Mientras esperaba para el interrogatorio, se quedó profundamente dormido. Al
final, triunfó la intriga, fue destituido y vio como la Orden que había
fundado quedaba reducida a una simple congregación secular presidida por
quien le había calumniado con tanta saña. En esta situación le llegó la hora
de su muerte. Por fortuna, en 1669 los escolapios recobraron su condición
anterior, y aunque las falsedades que se dijeron contra el fundador le
persiguieron tras su muerte, todo se fue aclarando poco a poco en su proceso
de canonización, que duró más de un siglo, y desde entonces pasó a ser San
José de Calasanz.
Luego es difícil restablecer la verdad
Santa Juana de Lestonnac, que había fundado en 1607 la Orden de Hijas de
María Nuestra Señora, y que en pocos años puso en marcha más de treinta
colegios por toda Francia, tuvo también que sufrir mucho a causa de las
calumnias de una de sus primeras religiosas, Blanca Hervé, que urdió una
serie de mentiras por las que acabó sustituyendo a Santa Juana como
superiora. Blanca maltrató cruelmente a la fundadora, que soportó esa prueba
con gran paciencia hasta que la conspiradora finalmente se arrepintió de
todo lo que había hecho. Hoy Santa Juana de Lestonnac es considerada una
gran santa y su espíritu inspira más de un centenar de conventos y colegios
por todo el mundo.
También San Alfonso María de Ligorio, fundador de los Redentoristas, sufrió
toda una serie de calumnias por las que en 1780 se vio excluido de la
congregación que haba fundado, y en esa situación murió. Y algo parecido
sucedió al Beato Guillermo Chaminade, fundador de los marianistas, que pasó
por esa misma prueba desde 1841 hasta su muerte en 1850. En todos esos
casos, ha llevado muchísimo tiempo restablecer la verdad y levantar la
espesa capa de falsedades que se vertió contra personas tan santas y que tan
gran servicio han prestado a la Iglesia y a toda la humanidad.
Pero todo es para bien
Otro ejemplo, no tan alejado de nosotros en el tiempo, fueron las
incomprensiones que sufrió el Padre Josef Kentenich, fundador de la Obra de
Schoenstatt. En este caso, los ataques procedían de la falta de conocimiento
o de rectitud de algunos eclesiásticos. En 1950, a causa de diversas
calumnias, el Santo Oficio nombró un visitador apostólico que, después de un
largo proceso, promovió la destitución de Kentenich. El fundador, que había
pasado por la dura prueba de cuatro años de prisión en el campo de
concentración nazi de Dachau durante la Segunda Guerra Mundial, tuvo que
pasar esta nueva prueba, aún más dolorosa, de catorce años en Estados Unidos
apartado de las instituciones que había fundado. Además, como era de temer,
todo aquello arrojó oscuras y espesas sombras sobre su persona y sobre su
obra, con insidiosos rumores y calumnias. Al fin, en 1965 se aclaró la
situación y se suspendieron todas las resoluciones sobre el Padre Kentenich,
que por entonces tenía ya ochenta años. Después de una entrevista con Pablo
VI, retomó inmediatamente su trabajo, con un ritmo impresionante para su
edad, hasta que falleció, en 1968, con una gran fama de santidad. Hoy
existen por todo el mundo más de ciento ochenta réplicas del santuario de
Schoenstatt, en torno a los cuales se reúnen comunidades de niños, jóvenes y
adultos para continuar su misión de renovar al hombre del tercer milenio.

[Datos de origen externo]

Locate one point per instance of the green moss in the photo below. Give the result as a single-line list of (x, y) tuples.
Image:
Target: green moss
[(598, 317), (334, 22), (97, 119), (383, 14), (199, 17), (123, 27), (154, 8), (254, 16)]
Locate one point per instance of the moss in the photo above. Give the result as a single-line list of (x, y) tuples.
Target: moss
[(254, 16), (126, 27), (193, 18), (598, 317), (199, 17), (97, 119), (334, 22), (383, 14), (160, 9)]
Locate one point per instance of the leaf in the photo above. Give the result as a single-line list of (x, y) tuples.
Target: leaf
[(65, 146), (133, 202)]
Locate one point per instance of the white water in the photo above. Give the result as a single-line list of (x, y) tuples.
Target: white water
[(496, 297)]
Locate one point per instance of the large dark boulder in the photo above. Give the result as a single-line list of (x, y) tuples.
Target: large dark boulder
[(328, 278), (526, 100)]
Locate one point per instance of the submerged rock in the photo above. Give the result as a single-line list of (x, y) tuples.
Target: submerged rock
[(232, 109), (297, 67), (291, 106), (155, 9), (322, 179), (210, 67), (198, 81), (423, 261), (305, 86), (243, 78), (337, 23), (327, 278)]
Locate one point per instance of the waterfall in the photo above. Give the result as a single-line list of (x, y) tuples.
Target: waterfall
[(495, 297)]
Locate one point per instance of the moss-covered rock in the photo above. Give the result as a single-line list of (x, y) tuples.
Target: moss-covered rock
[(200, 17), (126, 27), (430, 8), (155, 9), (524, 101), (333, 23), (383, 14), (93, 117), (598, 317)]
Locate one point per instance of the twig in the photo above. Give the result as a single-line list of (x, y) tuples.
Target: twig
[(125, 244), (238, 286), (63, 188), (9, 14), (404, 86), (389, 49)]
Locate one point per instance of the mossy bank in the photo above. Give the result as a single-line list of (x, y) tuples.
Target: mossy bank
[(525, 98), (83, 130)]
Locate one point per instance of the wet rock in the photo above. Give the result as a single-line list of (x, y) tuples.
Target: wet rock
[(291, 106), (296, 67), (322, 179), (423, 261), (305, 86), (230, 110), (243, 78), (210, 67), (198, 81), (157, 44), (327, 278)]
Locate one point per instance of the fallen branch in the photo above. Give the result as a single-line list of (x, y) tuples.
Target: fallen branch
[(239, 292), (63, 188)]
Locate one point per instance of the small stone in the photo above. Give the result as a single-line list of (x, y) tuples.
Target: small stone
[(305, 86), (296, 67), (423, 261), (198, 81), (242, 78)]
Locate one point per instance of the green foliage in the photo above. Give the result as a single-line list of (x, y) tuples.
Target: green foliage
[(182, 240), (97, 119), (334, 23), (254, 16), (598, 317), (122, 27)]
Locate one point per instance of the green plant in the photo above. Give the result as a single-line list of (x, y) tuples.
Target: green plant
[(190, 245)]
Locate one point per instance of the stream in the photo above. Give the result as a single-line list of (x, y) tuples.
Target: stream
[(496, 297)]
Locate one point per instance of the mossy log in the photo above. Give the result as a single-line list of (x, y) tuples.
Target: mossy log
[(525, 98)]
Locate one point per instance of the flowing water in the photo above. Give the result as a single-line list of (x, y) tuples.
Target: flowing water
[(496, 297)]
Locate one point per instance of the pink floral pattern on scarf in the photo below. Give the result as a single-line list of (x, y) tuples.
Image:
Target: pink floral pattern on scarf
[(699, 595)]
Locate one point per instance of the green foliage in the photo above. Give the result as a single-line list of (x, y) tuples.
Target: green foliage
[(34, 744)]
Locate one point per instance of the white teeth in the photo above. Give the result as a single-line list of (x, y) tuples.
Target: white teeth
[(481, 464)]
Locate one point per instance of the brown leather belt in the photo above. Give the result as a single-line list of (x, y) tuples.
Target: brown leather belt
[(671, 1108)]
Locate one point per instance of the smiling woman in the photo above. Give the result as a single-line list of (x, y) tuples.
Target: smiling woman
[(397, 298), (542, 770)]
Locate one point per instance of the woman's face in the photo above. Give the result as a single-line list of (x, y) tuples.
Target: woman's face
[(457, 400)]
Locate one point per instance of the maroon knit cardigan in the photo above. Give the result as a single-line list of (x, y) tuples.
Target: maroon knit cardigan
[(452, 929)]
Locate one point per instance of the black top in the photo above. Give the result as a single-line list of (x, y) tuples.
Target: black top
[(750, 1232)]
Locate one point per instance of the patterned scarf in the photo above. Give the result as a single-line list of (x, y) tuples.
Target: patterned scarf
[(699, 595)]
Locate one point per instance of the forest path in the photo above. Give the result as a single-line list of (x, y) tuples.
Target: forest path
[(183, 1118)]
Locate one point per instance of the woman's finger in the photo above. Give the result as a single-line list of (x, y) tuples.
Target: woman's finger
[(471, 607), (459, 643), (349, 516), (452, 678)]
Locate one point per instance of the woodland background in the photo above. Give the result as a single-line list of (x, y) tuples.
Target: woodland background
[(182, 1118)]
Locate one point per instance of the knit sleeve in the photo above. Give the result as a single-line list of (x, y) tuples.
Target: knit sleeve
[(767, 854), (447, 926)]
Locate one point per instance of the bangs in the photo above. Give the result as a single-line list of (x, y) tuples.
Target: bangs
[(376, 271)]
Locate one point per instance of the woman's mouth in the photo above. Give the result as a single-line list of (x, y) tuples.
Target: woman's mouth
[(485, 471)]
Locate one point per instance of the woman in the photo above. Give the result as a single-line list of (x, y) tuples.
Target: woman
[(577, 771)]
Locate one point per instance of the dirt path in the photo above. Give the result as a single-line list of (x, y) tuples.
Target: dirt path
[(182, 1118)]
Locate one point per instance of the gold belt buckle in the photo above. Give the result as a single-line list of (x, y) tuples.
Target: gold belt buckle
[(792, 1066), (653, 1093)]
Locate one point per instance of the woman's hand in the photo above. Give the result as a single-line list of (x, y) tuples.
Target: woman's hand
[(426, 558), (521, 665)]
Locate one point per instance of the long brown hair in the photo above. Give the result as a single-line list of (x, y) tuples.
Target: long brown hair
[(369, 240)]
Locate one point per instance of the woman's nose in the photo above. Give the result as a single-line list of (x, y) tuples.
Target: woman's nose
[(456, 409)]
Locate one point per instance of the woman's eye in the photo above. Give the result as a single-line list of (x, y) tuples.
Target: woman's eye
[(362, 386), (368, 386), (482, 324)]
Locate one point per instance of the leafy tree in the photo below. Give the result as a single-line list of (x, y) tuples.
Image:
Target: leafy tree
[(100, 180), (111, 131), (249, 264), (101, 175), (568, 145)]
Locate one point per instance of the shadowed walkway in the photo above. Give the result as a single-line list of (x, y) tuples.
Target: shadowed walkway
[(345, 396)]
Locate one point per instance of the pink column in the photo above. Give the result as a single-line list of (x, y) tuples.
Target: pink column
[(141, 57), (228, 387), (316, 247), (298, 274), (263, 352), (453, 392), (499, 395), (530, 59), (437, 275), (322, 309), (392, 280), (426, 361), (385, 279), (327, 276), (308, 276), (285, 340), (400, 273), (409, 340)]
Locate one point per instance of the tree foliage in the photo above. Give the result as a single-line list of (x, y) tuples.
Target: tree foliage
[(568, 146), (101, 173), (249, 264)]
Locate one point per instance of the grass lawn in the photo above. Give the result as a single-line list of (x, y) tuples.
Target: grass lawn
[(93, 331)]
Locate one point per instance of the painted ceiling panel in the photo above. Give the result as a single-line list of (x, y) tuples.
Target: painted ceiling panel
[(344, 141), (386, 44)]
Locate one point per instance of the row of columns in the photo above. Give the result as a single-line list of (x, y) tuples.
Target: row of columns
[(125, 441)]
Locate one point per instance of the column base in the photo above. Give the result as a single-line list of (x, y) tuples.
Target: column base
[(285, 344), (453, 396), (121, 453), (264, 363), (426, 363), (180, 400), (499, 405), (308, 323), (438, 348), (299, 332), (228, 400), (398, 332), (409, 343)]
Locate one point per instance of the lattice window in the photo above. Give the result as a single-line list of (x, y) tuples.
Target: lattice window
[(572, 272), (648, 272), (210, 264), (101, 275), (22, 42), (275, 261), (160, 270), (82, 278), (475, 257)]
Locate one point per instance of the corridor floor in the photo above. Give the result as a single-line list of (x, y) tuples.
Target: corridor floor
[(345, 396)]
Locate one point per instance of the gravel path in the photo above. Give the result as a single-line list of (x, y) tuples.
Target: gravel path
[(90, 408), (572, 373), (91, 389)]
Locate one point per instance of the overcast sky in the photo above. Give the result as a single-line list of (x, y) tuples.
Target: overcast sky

— ¿Y cuál crees que es la causa de todos esos ataques?
¿Causas de la murmuración y de la calumnia? ¿El rencor? ¿La envidia? ¿El
despecho? Es imposible descubrir la clave de la pasión oscura que late bajo
la ciénaga del mal. Pero siempre procede del mismo modo: insinuaciones
viscosas, sospechas sibilinas, acusaciones infundadas, rumores que se
repiten sin dejar ocasión a la defensa.
De todas formas, hay que procurar ver lo positivo de todas esas críticas,
pues, como decía San Agustín, los ataques pueden ser con frecuencia más
útiles que los elogios, ya que "muchas veces los amigos nos pervierten al
adularnos, y en cambio los enemigos nos corrigen al insultarnos".
Y las cosas no han cambiado
— Pero ahora ya no es frecuente ese tipo de persecuciones, al menos en el
mundo occidental.
Ahora son quizá más sutiles, y más sinuosas, aunque no menos eficaces.
Juegan con nuestro miedo a lo que otros dicen, hayan dicho, dirán o dejarán
de decir. Con nuestro miedo a quedar mal, a ser ridiculizados, a estar todo
el día en boca ajena, a que se juzguen mal nuestras decisiones generosas, a
quedar marcados.
No nos llevarán al circo ni nos echarán a los leones. Pero quizá haya
comentarios maliciosos, graciosos, murmuraciones en voz baja, risitas,
frases de supuestos amigos que se escuchan en un sitio o en otro, nunca de
cara. ¿No sabes? ¿No te lo han dicho? ¿No te parece que está un poco loco?
¿Cómo le habrán comido el coco de esa manera?
Y no provienen solo de los extraños, o de los falsos amigos, sino que quizá
haya también escenas familiares, todas enmarcadas en un gran halo de
sensatez y de grave preocupación por el pobre obnubilado.
El estilo de hoy — ¿Y crees que influyen mucho esos comentarios? En el mundo
de hoy, cada uno decide con quien se casa, o qué vida lleva, y apenas tienen
peso esas cosas.
Así debiera ser, pero en bastantes casos influyen bastante y hacen sufrir de
un modo muy profundo. No son las grandes persecuciones las que frenan a
algunos en el seguimiento de Dios, sino –como sucedió al apóstol Pedro– esos
pequeños comentarios de una chismosa en torno al fuego. Si los grandes
periódicos del país nos difamaran sin motivo, o si quisieran llevarnos al
circo para ser devorados por las fieras, quizá nos creceríamos hasta el
heroísmo. Pero soportar esas risitas o esos comentarios puede resultarnos
más difícil, curiosamente.
Nos sucede como a aquel científico que viajó hasta el interior de una selva
tropical. Pernoctó en una casa con las ventanas abiertas, sin protección
alguna, aunque había alimañas por todas partes. Se extrañó, pero le dijeron
que no se preocupara, porque rodeaba su cama un tupido mosquitero. Más
tarde, a la hora del sueño, lo comprendió: en la selva, como en la vida
cotidiana, los peligros más acuciantes no son las grandes fieras, sino los
pequeños insectos. A la hora de la entrega, muchas veces, nos acechan más
peligros por el miedo a qué pensarán algunos, que por las propias
dificultades de seguir ese camino. Y es triste, porque, al final, esas
personas que ridiculizan constantemente todo lo que tenga que ver con la
entrega a Dios o con la Iglesia, o al menos les hacen el juego, viven del
miedo de gente buena, como nosotros, y es una verdadera pena.